Fresh and smiling, in the white ruffles of her trailing morning-gown and her little lace cap, she continued to discuss her menu, inhaling the cool air that rose from the fields and the river. There was not the slightest trace of chagrin or anxiety upon that tranquil face, which was a striking contrast to the lover’s features, distorted by a night of agony and fatigue.
For a long quarter of an hour Frantz, sitting in a corner of the salon, saw all the conventional dishes of a bourgeois dinner pass before him in their regular order, from the little hot pates, the sole Normande and the innumerable ingredients of which that dish is composed, to the Montreuil peaches and Fontainebleau grapes.
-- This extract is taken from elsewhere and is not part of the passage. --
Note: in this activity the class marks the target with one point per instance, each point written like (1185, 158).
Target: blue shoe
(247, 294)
At last, when they were alone and he was able to speak, he asked in a hollow voice:
“Didn’t you receive my letter?”
“Why, yes, of course.”
She had risen to go to the mirror and adjust a little curl or two entangled with her floating ribbons, and continued, looking at herself all the while:
“Yes, I received your letter. Indeed, I was charmed to receive it. Now, should you ever feel inclined to tell your brother any of the vile stories about me that you have threatened me with, I could easily satisfy him that the only source of your lying tale-bearing was anger with me for repulsing a criminal passion as it deserved. Consider yourself warned, my dear boy—and au revoir.”
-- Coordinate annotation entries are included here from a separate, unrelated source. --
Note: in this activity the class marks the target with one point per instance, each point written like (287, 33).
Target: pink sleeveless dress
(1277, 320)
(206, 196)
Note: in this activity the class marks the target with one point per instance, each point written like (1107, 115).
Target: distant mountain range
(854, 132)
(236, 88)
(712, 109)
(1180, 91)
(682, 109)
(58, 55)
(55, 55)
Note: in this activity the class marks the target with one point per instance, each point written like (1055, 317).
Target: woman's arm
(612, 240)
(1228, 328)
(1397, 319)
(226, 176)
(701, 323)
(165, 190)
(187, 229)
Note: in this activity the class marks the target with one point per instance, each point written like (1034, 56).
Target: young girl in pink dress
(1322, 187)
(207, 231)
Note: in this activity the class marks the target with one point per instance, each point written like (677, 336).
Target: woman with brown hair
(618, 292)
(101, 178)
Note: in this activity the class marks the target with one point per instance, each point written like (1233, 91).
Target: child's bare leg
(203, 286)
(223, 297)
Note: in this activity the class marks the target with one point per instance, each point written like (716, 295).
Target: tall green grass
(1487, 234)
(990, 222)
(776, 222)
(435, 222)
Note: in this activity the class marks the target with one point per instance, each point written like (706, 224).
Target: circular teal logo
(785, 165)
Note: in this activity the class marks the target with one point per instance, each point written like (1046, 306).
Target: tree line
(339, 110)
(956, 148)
As pleased as an actress who has just delivered a telling speech with fine effect, she passed him and left the room smiling, with a little curl at the corners of her mouth, triumphant and without anger. And he did not kill her!
AN ITEM OF NEWS
In the evening preceding that ill-omened day, a few moments after Frantz had stealthily left his room on Rue de Braque, the illustrious Delobelle returned home, with downcast face and that air of lassitude and disillusionment with which he always met untoward events.
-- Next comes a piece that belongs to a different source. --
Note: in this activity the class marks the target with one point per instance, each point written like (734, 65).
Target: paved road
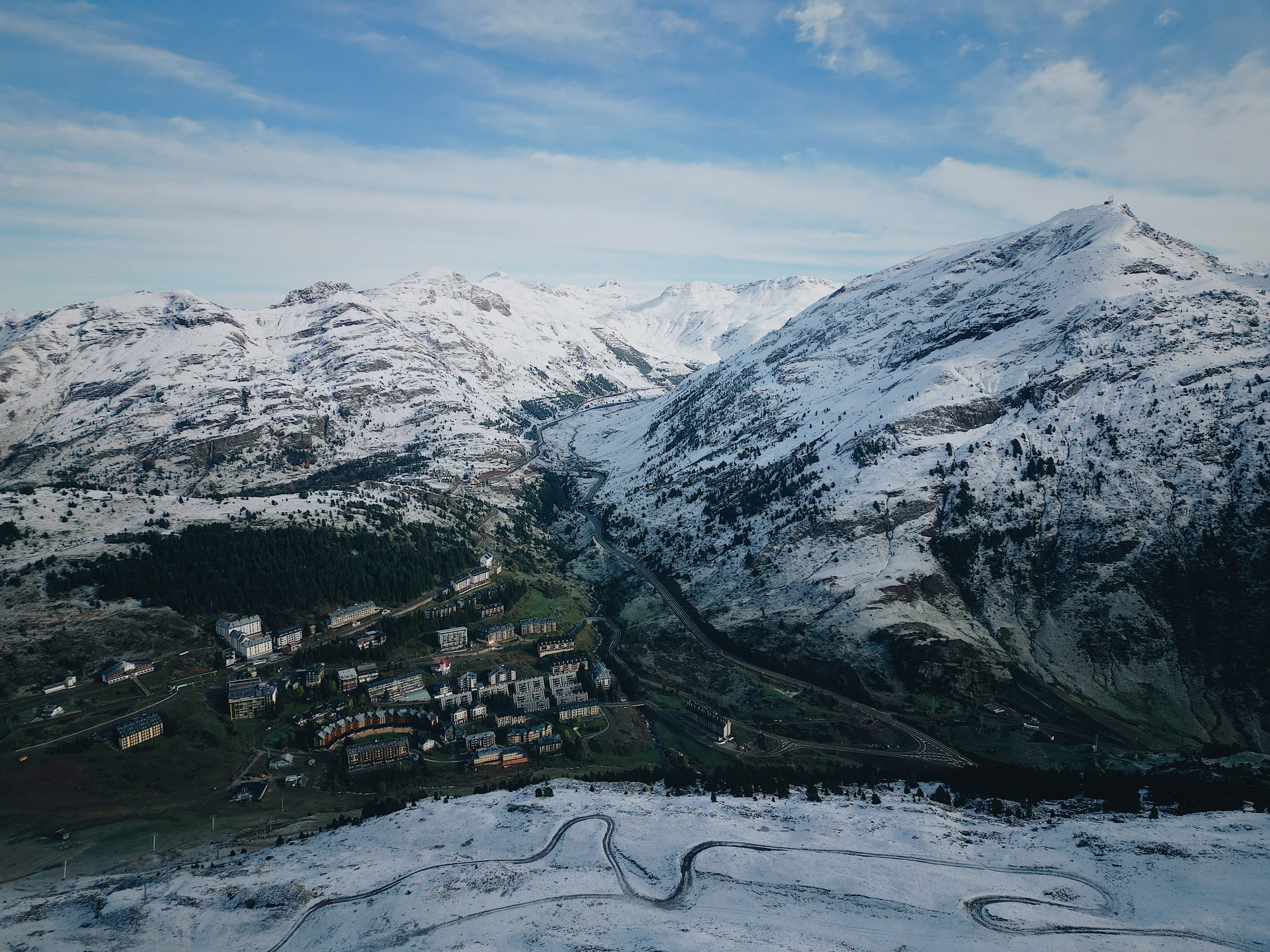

“Oh! mon Dieu, my poor man, what has happened?” instantly inquired Madame Delobelle, whom twenty years of exaggerated dramatic pantomime had not yet surfeited.
Before replying, the ex-actor, who never failed to precede his most trivial words with some facial play, learned long before for stage purposes, dropped his lower lip, in token of disgust and loathing, as if he had just swallowed something very bitter.